Laura Rocha soltou um riso irônico.
— E então? Você quer mesmo ficar com isso? Sinto muito, mas acho que vai se decepcionar.
— A vovó já tinha passado tudo pra mim em cartório antes de partir. Se você quer tanto, pede pro pai te dar mais um pouco. Afinal, ele ainda tem 59% das ações! — completou, com um sorriso de quem não se abala.
Sara Nascimento ouviu aquilo e sentiu uma pontada de raiva tão forte que quase rangeu os dentes.
Se ela tivesse conseguido arrancar algo de Gustavo Rocha, não estaria de olho nos 5% que Laura herdara!
Ela esteve ao lado de Gustavo Rocha durante tantos anos e nunca recebeu sequer uma pequena parte das ações! Quem não ficaria indignada?

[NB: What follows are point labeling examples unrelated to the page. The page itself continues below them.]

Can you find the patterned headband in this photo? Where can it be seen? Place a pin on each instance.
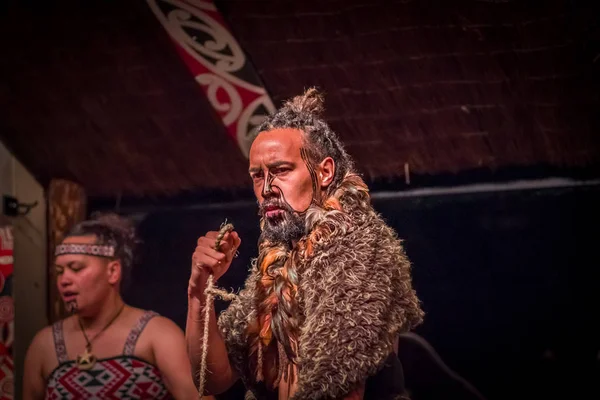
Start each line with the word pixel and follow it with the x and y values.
pixel 88 249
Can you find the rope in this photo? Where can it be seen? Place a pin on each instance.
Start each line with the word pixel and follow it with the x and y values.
pixel 211 292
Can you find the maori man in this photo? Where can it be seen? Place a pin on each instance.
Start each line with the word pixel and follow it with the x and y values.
pixel 331 288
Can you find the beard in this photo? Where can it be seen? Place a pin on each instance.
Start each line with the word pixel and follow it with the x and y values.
pixel 285 227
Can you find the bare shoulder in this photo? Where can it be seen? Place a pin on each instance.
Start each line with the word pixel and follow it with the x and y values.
pixel 164 326
pixel 42 340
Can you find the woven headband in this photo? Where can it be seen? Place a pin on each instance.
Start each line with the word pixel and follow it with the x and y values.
pixel 87 249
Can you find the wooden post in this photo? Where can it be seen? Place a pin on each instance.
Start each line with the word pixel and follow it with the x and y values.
pixel 67 204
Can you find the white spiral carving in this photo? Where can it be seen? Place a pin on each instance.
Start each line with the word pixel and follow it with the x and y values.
pixel 233 107
pixel 249 120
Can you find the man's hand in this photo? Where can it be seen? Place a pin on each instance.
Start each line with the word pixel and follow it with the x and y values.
pixel 207 260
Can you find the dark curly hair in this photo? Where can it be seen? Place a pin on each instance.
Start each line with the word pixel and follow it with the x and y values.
pixel 112 230
pixel 304 112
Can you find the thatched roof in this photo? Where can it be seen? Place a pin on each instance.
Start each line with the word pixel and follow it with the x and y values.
pixel 98 94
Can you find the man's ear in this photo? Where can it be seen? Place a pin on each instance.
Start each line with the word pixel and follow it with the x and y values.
pixel 114 271
pixel 326 172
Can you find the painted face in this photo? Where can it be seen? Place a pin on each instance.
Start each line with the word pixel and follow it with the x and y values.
pixel 283 184
pixel 83 281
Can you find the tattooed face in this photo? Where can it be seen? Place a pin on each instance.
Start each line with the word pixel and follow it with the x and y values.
pixel 83 281
pixel 285 185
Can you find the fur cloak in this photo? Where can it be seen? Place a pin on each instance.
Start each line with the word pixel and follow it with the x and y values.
pixel 355 296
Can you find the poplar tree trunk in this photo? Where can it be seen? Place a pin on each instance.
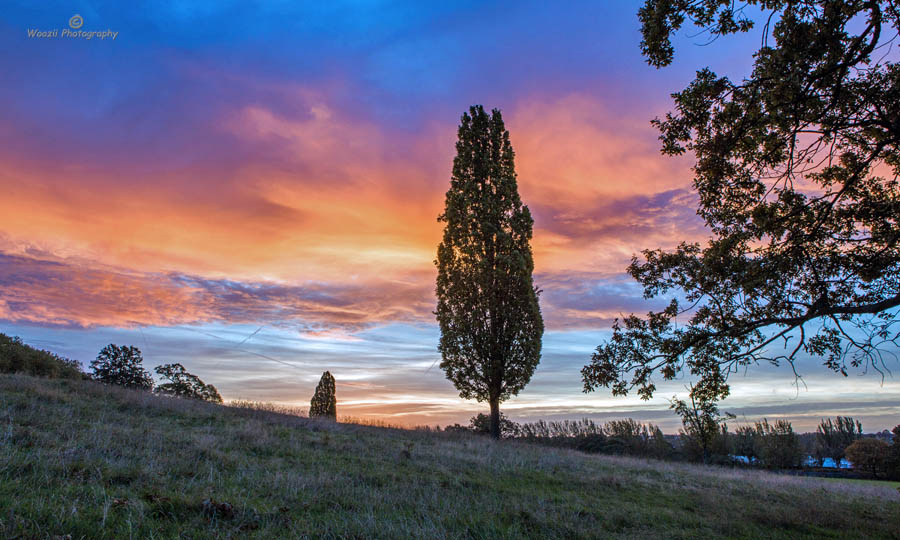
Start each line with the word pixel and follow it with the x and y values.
pixel 495 418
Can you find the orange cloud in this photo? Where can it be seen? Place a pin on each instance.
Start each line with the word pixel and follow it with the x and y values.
pixel 327 199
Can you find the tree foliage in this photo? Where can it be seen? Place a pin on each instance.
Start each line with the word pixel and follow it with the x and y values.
pixel 185 385
pixel 487 309
pixel 777 446
pixel 18 357
pixel 703 427
pixel 122 366
pixel 796 174
pixel 324 400
pixel 870 455
pixel 833 437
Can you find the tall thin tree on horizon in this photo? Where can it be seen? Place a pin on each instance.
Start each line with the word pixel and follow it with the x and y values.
pixel 488 312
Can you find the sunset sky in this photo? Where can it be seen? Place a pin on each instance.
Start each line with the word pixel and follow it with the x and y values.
pixel 253 192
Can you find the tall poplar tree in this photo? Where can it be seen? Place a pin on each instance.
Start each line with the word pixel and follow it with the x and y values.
pixel 488 310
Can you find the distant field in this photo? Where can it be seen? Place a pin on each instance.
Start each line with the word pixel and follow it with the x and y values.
pixel 863 481
pixel 80 459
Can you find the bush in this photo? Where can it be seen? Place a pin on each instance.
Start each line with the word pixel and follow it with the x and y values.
pixel 121 366
pixel 778 446
pixel 185 385
pixel 17 357
pixel 833 437
pixel 482 424
pixel 869 455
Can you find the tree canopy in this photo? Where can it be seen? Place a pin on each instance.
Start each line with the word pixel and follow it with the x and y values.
pixel 324 400
pixel 487 309
pixel 122 366
pixel 796 175
pixel 185 385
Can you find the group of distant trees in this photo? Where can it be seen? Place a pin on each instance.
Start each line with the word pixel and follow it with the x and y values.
pixel 123 366
pixel 115 365
pixel 17 357
pixel 771 445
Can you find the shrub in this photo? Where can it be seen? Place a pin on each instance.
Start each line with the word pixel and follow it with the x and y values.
pixel 868 455
pixel 481 423
pixel 833 437
pixel 121 366
pixel 17 357
pixel 324 402
pixel 185 385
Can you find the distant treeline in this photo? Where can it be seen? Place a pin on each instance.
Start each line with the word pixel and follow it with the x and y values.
pixel 771 445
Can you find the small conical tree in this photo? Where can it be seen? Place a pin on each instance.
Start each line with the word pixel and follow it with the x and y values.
pixel 324 402
pixel 488 310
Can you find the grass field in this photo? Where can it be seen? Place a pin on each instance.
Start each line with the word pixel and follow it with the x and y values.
pixel 90 461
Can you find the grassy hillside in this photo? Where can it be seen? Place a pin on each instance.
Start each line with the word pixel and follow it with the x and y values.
pixel 81 459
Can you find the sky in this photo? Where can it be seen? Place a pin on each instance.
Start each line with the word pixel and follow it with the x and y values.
pixel 252 191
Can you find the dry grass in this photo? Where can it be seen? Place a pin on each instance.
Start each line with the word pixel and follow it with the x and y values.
pixel 97 462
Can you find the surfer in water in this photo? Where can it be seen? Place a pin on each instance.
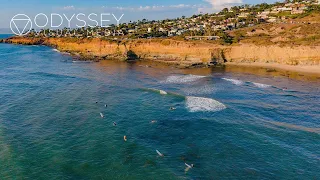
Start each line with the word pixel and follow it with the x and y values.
pixel 188 167
pixel 159 153
pixel 172 108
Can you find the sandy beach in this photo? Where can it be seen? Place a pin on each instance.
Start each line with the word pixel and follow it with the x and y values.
pixel 312 70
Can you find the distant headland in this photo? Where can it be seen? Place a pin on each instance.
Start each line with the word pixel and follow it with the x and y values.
pixel 283 35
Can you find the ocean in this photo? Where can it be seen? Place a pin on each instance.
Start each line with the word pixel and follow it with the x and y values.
pixel 228 124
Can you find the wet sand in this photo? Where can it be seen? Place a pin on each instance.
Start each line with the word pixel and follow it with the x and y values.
pixel 314 70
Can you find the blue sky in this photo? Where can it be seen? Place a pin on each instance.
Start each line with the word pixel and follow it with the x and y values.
pixel 132 9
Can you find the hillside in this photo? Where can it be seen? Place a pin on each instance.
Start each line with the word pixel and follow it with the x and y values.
pixel 301 31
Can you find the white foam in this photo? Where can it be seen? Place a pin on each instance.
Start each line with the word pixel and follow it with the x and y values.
pixel 234 81
pixel 180 79
pixel 163 92
pixel 259 85
pixel 200 104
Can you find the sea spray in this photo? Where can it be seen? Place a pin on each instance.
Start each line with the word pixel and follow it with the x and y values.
pixel 181 79
pixel 200 104
pixel 234 81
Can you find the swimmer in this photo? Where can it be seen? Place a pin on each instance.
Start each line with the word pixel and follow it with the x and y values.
pixel 188 167
pixel 159 153
pixel 172 108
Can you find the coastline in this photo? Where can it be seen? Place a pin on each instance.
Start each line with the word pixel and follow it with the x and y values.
pixel 309 70
pixel 185 54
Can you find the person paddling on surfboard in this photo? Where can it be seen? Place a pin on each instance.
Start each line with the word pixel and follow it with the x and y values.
pixel 159 153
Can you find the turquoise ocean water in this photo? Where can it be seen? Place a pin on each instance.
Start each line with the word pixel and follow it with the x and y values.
pixel 229 125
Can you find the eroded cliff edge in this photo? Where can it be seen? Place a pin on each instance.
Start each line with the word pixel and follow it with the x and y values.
pixel 181 53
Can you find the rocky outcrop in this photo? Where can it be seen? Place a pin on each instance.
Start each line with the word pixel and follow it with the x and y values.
pixel 298 55
pixel 181 53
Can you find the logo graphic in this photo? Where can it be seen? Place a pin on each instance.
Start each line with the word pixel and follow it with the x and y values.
pixel 20 24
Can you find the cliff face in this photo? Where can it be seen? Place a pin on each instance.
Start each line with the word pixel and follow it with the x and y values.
pixel 298 55
pixel 179 52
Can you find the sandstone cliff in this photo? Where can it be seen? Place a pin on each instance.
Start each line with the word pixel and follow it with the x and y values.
pixel 179 52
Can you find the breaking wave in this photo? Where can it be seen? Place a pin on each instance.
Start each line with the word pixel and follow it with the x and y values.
pixel 234 81
pixel 200 104
pixel 206 89
pixel 181 79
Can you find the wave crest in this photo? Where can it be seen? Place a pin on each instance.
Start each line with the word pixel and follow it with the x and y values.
pixel 200 104
pixel 181 79
pixel 234 81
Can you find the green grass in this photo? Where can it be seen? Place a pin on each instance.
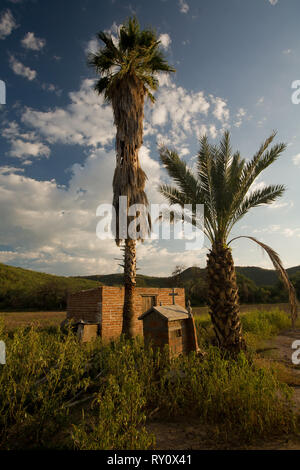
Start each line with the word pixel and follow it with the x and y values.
pixel 46 370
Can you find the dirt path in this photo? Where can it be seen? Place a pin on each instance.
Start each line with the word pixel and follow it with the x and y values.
pixel 188 435
pixel 282 352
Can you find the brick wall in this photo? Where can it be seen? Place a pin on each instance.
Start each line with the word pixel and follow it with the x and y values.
pixel 107 302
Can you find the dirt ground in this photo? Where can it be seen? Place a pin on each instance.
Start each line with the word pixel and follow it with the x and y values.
pixel 14 320
pixel 189 434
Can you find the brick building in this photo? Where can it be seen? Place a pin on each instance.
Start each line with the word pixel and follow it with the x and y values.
pixel 172 326
pixel 104 305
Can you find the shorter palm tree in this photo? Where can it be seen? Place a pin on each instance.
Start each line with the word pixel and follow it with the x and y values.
pixel 223 183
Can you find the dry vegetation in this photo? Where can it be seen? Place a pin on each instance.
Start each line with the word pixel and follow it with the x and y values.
pixel 133 399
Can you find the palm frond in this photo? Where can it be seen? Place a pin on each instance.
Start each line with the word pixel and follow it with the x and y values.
pixel 265 195
pixel 274 257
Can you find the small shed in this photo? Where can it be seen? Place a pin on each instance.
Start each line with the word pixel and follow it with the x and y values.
pixel 86 331
pixel 170 325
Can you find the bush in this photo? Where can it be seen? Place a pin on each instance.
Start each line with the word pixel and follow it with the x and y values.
pixel 45 371
pixel 265 323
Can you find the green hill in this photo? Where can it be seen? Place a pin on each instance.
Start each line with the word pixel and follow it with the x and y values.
pixel 23 289
pixel 261 277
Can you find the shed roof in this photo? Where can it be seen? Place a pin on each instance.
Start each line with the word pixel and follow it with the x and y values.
pixel 169 312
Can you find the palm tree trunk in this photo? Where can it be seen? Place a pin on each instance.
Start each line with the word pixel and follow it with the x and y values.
pixel 129 283
pixel 223 299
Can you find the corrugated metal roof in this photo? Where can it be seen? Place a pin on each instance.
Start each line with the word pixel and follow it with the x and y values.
pixel 169 312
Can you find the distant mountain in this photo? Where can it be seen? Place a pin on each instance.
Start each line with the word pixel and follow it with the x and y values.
pixel 261 277
pixel 24 289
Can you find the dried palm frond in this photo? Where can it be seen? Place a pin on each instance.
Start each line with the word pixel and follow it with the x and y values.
pixel 277 263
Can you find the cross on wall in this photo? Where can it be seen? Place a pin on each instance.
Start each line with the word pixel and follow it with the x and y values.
pixel 173 294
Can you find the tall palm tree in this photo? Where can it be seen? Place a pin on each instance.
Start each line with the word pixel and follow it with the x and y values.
pixel 222 182
pixel 128 73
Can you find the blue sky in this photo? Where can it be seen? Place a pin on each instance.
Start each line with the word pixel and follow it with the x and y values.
pixel 235 63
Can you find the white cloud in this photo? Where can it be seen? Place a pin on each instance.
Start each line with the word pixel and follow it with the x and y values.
pixel 296 159
pixel 260 100
pixel 289 232
pixel 85 121
pixel 183 6
pixel 21 69
pixel 239 116
pixel 53 226
pixel 30 41
pixel 21 149
pixel 7 24
pixel 24 145
pixel 92 46
pixel 221 112
pixel 165 40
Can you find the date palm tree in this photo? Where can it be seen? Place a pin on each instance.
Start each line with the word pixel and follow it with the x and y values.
pixel 128 70
pixel 222 182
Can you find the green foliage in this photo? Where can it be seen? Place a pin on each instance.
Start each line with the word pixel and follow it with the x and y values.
pixel 46 370
pixel 221 182
pixel 235 395
pixel 265 324
pixel 137 53
pixel 22 289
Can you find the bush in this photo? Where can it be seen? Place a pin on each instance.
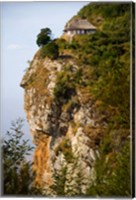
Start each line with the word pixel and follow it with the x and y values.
pixel 44 37
pixel 17 170
pixel 50 50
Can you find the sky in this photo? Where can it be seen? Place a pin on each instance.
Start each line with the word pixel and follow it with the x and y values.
pixel 20 24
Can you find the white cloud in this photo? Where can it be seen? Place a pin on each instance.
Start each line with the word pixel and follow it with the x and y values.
pixel 14 46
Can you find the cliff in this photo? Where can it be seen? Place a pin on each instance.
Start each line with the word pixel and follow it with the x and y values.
pixel 72 123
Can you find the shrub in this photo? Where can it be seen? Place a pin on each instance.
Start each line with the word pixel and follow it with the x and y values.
pixel 50 50
pixel 44 37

Gustavo Rocha falou com frieza:
— As ações que tenho não podem ser transferidas tão facilmente assim. Servem para equilibrar os outros grandes acionistas. Não precisa complicar, Laura. É só passar sua parte para sua tia Sara.
— Laura, seja razoável. Não deixe seu pai chateado.
Laura Rocha deu uma risada curta, cheia de ironia.
— Está brincando comigo? Por que eu deveria entregar algo que minha avó deixou pra mim?
Ao perceber a firmeza da filha, Sara Nascimento ficou ainda mais contrariada. Puxou a manga da camisa de Gustavo Rocha:
— Gustavo...
Gustavo Rocha, diante da filha, se sentiu impotente.
Laura Rocha então sorriu suavemente:
— Se não precisam de mais nada, vou subir e tirar um cochilo. Não precisa me chamar pro jantar, só de estar aqui já me tira o apetite.
Ver aquela cena só fazia perder ainda mais a fome.
-
Assim que Laura Rocha subiu, Sara Nascimento explodiu de indignação.
— O que isso significa? Você prometeu que, depois que sua mãe partisse, passaria os 5% pra mim. Agora ficou pra sua filha e eu e Viviane? Não somos da sua família?
Gustavo Rocha sentiu uma dor de cabeça imediata.